Service Verification
After completing your DataSuite ETL setup, use this guide to verify that all services are running correctly and can communicate with each other.
Quick Verification Commands
Run these commands to quickly check service health:
# 1. Check MySQL
docker exec mysql mysql -uroot -ppassword -e "SHOW DATABASES;"
# 2. Check ClickHouse
curl -u admin:clickhouse123 http://localhost:8123/ping
# 3. Check LogStash
curl http://localhost:9600/_node/stats
# 4. Check Airflow (if installed)
curl http://localhost:8080/health
Expected Results:
MySQL: Shows list of databases including
adventureworks
ClickHouse: Returns
Ok.
LogStash: Returns JSON stats
Airflow: Returns health status JSON
Detailed Service Verification
1. MySQL Database Verification
Check Database Status:
# Verify MySQL is running and responsive
docker exec mysql mysqladmin ping -h localhost -u root -ppassword
Expected Output: mysqld is alive
Verify AdventureWorks Data:
# Check that sample data is loaded
docker exec mysql mysql -uroot -ppassword adventureworks -e "
SELECT
table_name,
table_rows
FROM information_schema.tables
WHERE table_schema = 'adventureworks'
ORDER BY table_name;"
Expected Output:
+------------------------+------------+
| table_name | table_rows |
+------------------------+------------+
| Sales_Customer | 19820 |
| Sales_SalesOrderDetail | 121317 |
| Sales_SalesOrderHeader | 31465 |
| Sales_SalesTerritory | 10 |
| Production_Product | 504 |
+------------------------+------------+
Test Sample Query:
# Run sample analytical query
docker exec mysql mysql -uroot -ppassword adventureworks -e "
SELECT
YEAR(OrderDate) as order_year,
COUNT(*) as order_count,
ROUND(SUM(TotalDue), 2) as total_revenue
FROM Sales.SalesOrderHeader
GROUP BY YEAR(OrderDate)
ORDER BY order_year;"
2. ClickHouse Data Warehouse Verification
Check Service Health:
# Test ClickHouse HTTP interface
curl -u admin:clickhouse123 http://localhost:8123/ping
Expected Output: Ok.
Verify Database Creation:
# List databases
curl -u admin:clickhouse123 http://localhost:8123/ -d "SHOW DATABASES"
Expected Output:
INFORMATION_SCHEMA
bronze_layer
default
gold_layer
information_schema
system
Check Table Structure:
# Describe bronze layer table
curl -u admin:clickhouse123 http://localhost:8123/ -d "DESCRIBE bronze_layer.sales_orders FORMAT PrettyCompact"
Test Query Performance:
# Run performance test query
curl -u admin:clickhouse123 http://localhost:8123/ -d "
SELECT
COUNT(*) as record_count,
MIN(orderdate) as earliest_order,
MAX(orderdate) as latest_order,
SUM(totaldue) as total_revenue
FROM bronze_layer.sales_orders FORMAT PrettyCompact"

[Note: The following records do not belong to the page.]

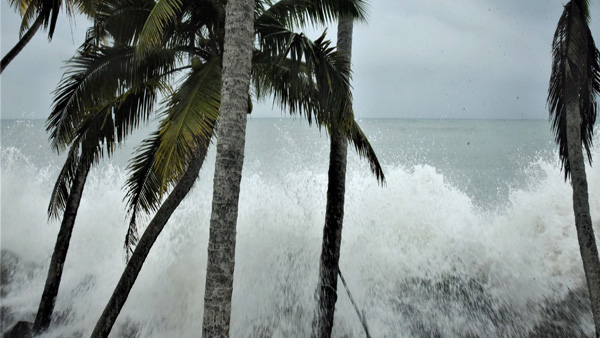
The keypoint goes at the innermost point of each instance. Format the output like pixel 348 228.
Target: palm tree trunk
pixel 44 314
pixel 334 214
pixel 237 58
pixel 581 207
pixel 134 266
pixel 21 44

3. LogStash Data Pipeline Verification
Check Pipeline Status:
# Get LogStash node information
curl -s http://localhost:9600/_node/stats | jq '.pipelines'
Monitor Pipeline Activity:
# Watch LogStash logs for data ingestion
docker logs -f logstash --tail 50
Expected Log Patterns:
[INFO] Pipeline started {"pipeline.id"=>"main"}
[INFO] JDBC - Loaded mysql-connector-java
[INFO] JDBC - Connected to mysql successfully
[INFO] Pipeline execution completed
Verify Data Ingestion:
# Check if data is being ingested to ClickHouse
curl -u admin:clickhouse123 http://localhost:8123/ -d "
SELECT
COUNT(*) as ingested_records,
MAX(_ingested_at) as last_ingestion_time
FROM bronze_layer.sales_orders FORMAT PrettyCompact"
Test Incremental Loading:
# Update a record in MySQL to test incremental sync
docker exec mysql mysql -uroot -ppassword adventureworks -e "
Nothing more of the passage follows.